Aujourd’hui à Paris, photos Alina Reyes

Work in progress

Travail en cours, détail

Travail en cours, détail

Je me suis mise aujourd’hui à repeindre une ancienne peinture. Pas de toile pour en commencer une nouvelle et les marchands de couleur sont fermés (personne ne s’en plaint, contrairement à ceux qui geignent sur la fermeture des librairies ; pourtant il n’est pas plus important de pouvoir lire que de pouvoir dessiner ou peindre), et de toute façon il y a déjà des toiles et des bois peints partout sur les murs chez moi, autant repeindre par-dessus ce qui peut être repeint – je n’ai pas la place d’entasser ni l’entregent pour trouver un galeriste complaisant (certains en trouvent pour leur travail d’amateur, comme le mien, mais j’aime autant ne pas en chercher).
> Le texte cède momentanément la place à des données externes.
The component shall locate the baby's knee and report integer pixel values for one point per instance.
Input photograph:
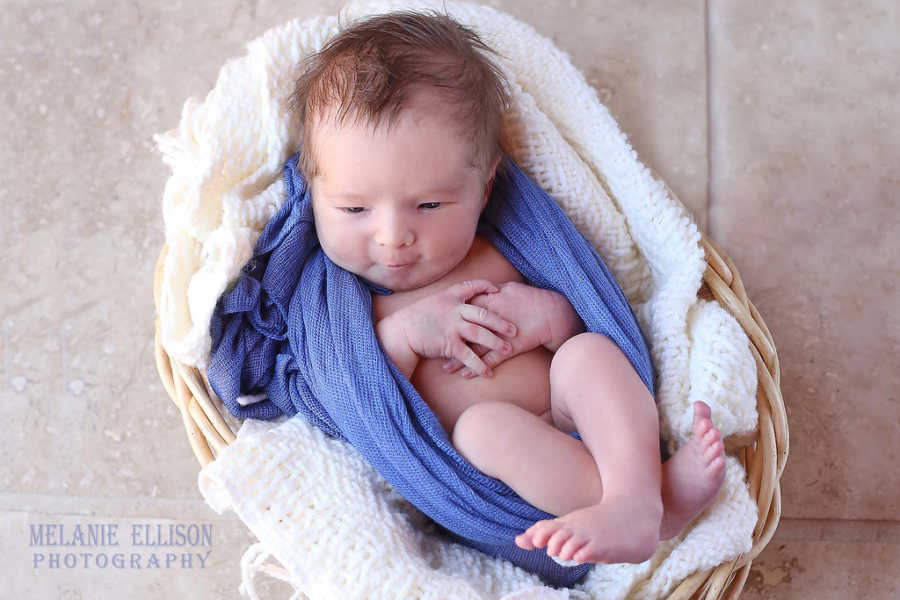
(480, 429)
(581, 353)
Je suis contente d’avoir réussi à me remettre à peindre un peu. J’y avais bien pensé avant, évidemment, mais ce confinement est nuisible à mon élan créateur. Même chose pour l’écriture. Autant je travaillais comme une reine quand je me confinais moi-même dans ce but, autant je dois me contenter d’avoir de temps en temps assez de désir pour ajouter quelques lignes à mon livre en cours. Jouer du piano, je n’y arrive pas non plus, pas plus de cinq minutes une ou deux fois dans la semaine. Je lis quelques livres, mais pas plus qu’un peu. Je lis surtout les infos, comme tout le monde, et c’est une lecture qui rend triste et en colère. Pourtant il ne faut pas fermer les yeux sur ce qui se passe.
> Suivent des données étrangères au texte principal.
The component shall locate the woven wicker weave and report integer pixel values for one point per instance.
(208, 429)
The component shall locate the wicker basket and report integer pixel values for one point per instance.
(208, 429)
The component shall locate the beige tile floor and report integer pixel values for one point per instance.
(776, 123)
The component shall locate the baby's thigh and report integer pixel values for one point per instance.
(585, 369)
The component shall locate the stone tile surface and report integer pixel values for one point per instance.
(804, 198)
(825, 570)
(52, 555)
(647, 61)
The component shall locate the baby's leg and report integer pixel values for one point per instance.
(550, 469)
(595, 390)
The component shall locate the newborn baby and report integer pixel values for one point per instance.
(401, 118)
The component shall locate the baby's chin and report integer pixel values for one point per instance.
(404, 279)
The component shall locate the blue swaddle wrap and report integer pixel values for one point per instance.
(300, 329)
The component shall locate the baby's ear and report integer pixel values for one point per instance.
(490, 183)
Il n’y a que pour le yoga que ça marche. Là oui ça marche bien, tant j’ai besoin d’exercice physique, pour le corps et pour l’esprit. Mais mon travail ne me tracasse pas vraiment, je ne suis pas pressée d’avancer. Pourquoi le serais-je ? Je ne pourrai pas publier avant un certain temps, et autant ne pas se presser de retourner dans ce monde de l’édition tant qu’il ne sera pas un peu rafraîchi – si le coronavirus pouvait participer à le clarifier ! Penser que tant de soignants sont morts et meurent au service des malades, et que tant de distingués auteurs, ou d’auteurs pas distingués, fustigent les mesures de protection contre la maladie au nom de la liberté, ne donne vraiment pas envie de se mêler, même de loin, à ce monde-là. Un monde qui fonctionne à l’inverse de l’épidémie : plus vous gardez vos distances avec son infection, plus il s’emploie à vous tuer. Braves gens qui n’aiment pas que l’on suive une autre route qu’eux. Mais comme les politiques, plus ils vous tuent, plus vous vous éloignez d’eux. Ça vaut pour les peuples comme pour les individus. L’histoire n’est pas finie.